I will give my thoughts on one of the issues discussed so far. Regarding W.A Wijewardena’s comment on the swelling of the Cabinet, I think that this is one of the problems of the 19th Amendment. The 19th Amendment did limit the size of the Cabinet Ministers to 30 and Deputy & State Ministers to 40, but included a clause allowing a larger number of Ministers in case a National Government is formed, which this Government used due to forming one. It’s possible that more Ministers might be needed for a National Government, but I do think there are definitely too many Ministers. It seems to me that this reflects a common weakness among successive Sri Lankan Governments of their wish to have more Ministers than necessary. The 19th Amendment intended to restrict the number of Ministers, but ended up being used to accommodate a larger number of Ministers which is doing the opposite of what it set out to do.

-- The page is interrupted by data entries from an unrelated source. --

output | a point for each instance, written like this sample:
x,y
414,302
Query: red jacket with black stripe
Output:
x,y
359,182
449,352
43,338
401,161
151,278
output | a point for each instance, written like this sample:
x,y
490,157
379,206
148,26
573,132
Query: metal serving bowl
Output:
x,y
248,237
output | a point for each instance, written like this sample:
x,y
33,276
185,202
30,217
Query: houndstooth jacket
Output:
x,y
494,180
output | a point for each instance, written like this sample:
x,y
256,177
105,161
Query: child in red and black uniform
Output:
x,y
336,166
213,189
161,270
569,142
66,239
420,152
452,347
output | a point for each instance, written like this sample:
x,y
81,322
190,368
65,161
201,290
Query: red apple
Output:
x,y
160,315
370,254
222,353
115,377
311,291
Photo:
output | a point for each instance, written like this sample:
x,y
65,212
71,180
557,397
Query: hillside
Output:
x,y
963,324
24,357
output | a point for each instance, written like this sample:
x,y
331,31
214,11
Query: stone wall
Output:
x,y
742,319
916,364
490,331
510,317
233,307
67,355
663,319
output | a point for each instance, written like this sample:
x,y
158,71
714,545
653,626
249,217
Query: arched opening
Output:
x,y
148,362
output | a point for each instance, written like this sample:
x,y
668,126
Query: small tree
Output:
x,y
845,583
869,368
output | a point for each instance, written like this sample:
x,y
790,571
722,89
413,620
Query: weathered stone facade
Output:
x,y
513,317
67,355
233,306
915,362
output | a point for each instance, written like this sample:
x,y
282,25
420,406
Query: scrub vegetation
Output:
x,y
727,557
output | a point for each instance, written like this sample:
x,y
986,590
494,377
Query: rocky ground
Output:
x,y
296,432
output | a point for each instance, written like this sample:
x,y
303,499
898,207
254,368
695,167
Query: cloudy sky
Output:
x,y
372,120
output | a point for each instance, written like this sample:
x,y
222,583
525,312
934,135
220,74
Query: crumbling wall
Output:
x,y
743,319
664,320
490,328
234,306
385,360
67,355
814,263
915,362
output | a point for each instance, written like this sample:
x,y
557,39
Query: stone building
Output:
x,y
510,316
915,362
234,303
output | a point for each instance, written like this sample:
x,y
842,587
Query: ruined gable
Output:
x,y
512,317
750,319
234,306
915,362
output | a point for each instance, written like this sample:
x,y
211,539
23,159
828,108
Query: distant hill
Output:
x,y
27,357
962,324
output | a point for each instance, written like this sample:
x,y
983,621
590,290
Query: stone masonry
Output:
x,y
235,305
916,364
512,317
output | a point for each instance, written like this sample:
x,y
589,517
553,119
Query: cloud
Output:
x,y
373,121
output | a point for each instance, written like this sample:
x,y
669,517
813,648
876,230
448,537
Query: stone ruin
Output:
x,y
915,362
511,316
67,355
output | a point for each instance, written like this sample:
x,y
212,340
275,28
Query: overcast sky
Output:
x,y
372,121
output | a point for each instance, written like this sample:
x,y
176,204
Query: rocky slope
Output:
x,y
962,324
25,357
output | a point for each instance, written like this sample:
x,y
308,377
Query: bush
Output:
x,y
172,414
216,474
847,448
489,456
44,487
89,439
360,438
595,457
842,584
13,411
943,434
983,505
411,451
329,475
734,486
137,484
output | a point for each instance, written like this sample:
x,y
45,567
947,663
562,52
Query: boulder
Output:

There is one issue that hasn’t been mentioned so far which is the 19th Amendment’s impact on the Right to Information Bill. The 19th Amendment acknowledged the Right to Information as a fundamental right in the constitution, and thus the Right to Information Bill was passed recently in June 2016.
So, we had a variety of views on this subject from people born in a diverse range of decades spanning the 1930s to the 1980s. A special thank you to W.A Wijewardena, Jehan Perera, A.C. Visvalingam, Elmore Perera, Dhananath Fernando, Savithri Rodrigo and to Nishan de Mel & Gehan Gunatilleke who were authors of the Verité Research paper for their contributions. It can be seen that the Prime Minister’s influence has been increased, but it seems to me that it was done without making significant changes to the roles of both the President and the Prime Minister. The 19th Amendment wasn’t the bill it was originally intended to be which included the plan to abolish the Executive Presidency. Admittedly, it has some weaknesses, but even with them this was a significant moment in Sri Lankan Politics as it not only reversed the damage done by the 18th Amendment, but further reduced Presidential Powers. It is a noteworthy achievement as it was the President himself who was campaigning for this bill to be passed.